Thursday, December 4, 2014

The Church and the Gospel as a Jigsaw Puzzle

I believe that the Church and the Gospel can be described as the process of putting together a jigsaw puzzle. The border pieces are the "principles of the Gospel", while the internal pieces are unique "doctrines/teachings/current understanding" - which makes the outline malleable enough to be a 9-piece children's puzzle or a 5000-piece, double-sided mountain snow scene that is almost impossible to complete - all dependent on the need and vision of the individual believer. I believe this perspective of establishing understanding within a principle-controlled frame allows us to create whatever puzzles work for us (whatever constitutes our best understanding and perception at any given time), while allowing for further expansion as new principles are identified and assimilated.  

Furthermore, I believe puzzles can be right or correct or even "true" without being "perfect" (whole, complete, fully developed). If I am working on the river, and you are working on the mountainside, and someone else is working on the sky - each of our work can be right and correct and true, without any of them being perfect (fully developed). Each might be "perfect in its sphere" (which is a fascinating concept, in and of itself, and deserving of attention separately), but if one's vision can expand to recognize a vaster sphere . . . (kind of like the closing scene in Men in Black, where the world is seen as a marble in the hands of unknown aliens)  

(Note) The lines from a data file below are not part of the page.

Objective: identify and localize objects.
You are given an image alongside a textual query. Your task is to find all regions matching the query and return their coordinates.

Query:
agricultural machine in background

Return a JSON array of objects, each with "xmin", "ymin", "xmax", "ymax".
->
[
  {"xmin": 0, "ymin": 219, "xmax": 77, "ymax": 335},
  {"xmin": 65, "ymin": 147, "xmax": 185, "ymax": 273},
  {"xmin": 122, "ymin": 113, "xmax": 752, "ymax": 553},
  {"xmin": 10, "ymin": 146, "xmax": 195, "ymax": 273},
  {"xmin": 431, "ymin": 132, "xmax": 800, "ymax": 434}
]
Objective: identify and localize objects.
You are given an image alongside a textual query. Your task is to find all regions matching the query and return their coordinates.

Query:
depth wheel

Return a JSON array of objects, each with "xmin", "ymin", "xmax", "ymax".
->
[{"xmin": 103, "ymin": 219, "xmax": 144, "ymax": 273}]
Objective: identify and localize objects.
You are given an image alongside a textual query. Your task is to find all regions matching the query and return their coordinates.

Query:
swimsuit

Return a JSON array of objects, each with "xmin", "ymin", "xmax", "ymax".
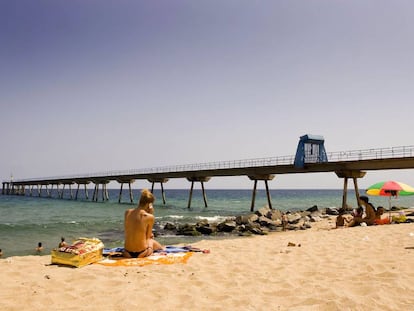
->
[{"xmin": 125, "ymin": 247, "xmax": 151, "ymax": 258}]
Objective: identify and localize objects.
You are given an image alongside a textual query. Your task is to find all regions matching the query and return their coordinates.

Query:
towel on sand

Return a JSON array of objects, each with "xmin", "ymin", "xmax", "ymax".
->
[{"xmin": 96, "ymin": 251, "xmax": 193, "ymax": 267}]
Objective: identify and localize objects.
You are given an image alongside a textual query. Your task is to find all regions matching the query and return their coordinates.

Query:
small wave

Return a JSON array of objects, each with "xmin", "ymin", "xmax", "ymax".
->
[
  {"xmin": 157, "ymin": 215, "xmax": 184, "ymax": 219},
  {"xmin": 195, "ymin": 215, "xmax": 227, "ymax": 222}
]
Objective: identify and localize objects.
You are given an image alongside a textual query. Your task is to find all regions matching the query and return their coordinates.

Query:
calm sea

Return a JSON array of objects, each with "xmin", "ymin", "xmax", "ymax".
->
[{"xmin": 0, "ymin": 189, "xmax": 414, "ymax": 258}]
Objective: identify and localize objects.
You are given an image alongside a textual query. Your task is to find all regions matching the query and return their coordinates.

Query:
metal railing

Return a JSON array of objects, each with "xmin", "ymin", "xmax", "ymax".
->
[{"xmin": 4, "ymin": 146, "xmax": 414, "ymax": 182}]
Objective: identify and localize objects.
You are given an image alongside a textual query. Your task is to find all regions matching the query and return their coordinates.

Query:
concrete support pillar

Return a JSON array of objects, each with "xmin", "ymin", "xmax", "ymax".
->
[
  {"xmin": 249, "ymin": 174, "xmax": 275, "ymax": 212},
  {"xmin": 148, "ymin": 178, "xmax": 168, "ymax": 205},
  {"xmin": 335, "ymin": 170, "xmax": 366, "ymax": 208},
  {"xmin": 187, "ymin": 176, "xmax": 211, "ymax": 208}
]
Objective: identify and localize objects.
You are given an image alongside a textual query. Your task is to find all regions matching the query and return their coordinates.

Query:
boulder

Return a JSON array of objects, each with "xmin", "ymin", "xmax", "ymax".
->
[{"xmin": 217, "ymin": 220, "xmax": 237, "ymax": 232}]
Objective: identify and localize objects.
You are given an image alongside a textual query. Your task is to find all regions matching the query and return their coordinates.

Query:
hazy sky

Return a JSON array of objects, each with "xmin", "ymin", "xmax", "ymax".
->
[{"xmin": 0, "ymin": 0, "xmax": 414, "ymax": 189}]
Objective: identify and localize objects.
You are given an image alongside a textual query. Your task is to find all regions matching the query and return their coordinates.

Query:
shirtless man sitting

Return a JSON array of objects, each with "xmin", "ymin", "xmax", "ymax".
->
[
  {"xmin": 123, "ymin": 189, "xmax": 163, "ymax": 258},
  {"xmin": 349, "ymin": 196, "xmax": 377, "ymax": 227}
]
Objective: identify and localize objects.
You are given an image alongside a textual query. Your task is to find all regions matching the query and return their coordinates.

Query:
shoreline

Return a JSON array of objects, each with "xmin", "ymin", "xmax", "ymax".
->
[{"xmin": 0, "ymin": 216, "xmax": 414, "ymax": 310}]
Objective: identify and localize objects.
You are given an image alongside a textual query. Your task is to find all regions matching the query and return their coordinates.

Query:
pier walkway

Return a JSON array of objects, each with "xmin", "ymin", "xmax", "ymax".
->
[{"xmin": 2, "ymin": 146, "xmax": 414, "ymax": 210}]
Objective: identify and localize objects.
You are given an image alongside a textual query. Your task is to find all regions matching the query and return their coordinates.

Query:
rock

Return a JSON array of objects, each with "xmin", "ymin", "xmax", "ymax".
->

In order to be totally clear, this is not religious relativism. I believe what makes The LDS Church unique is the sheer breadth and depth of its outline - the unending potential within a nearly limitless puzzle - the real and practical atoning power it unmasks. I believe the difference between that fundamental framework and its counterparts among other denominations is the heart of the statement, "their creeds were an abomination in his sight" - since those creeds serve to limit the potential scope of the outline and replace an ever-expanding framework with clearly defined boundaries. The creeds make the infinite finite - and that is a real shame.

2 comments:

Papa D said...

I want to add in a comment that I also really like the view of the Gospel as a mosaic - of a personal compilation of unique images rather than one image that ultimately is the same for everyone.

Joe said...

I think this describes the way I try to think about the gospel and the church as well. Thank you.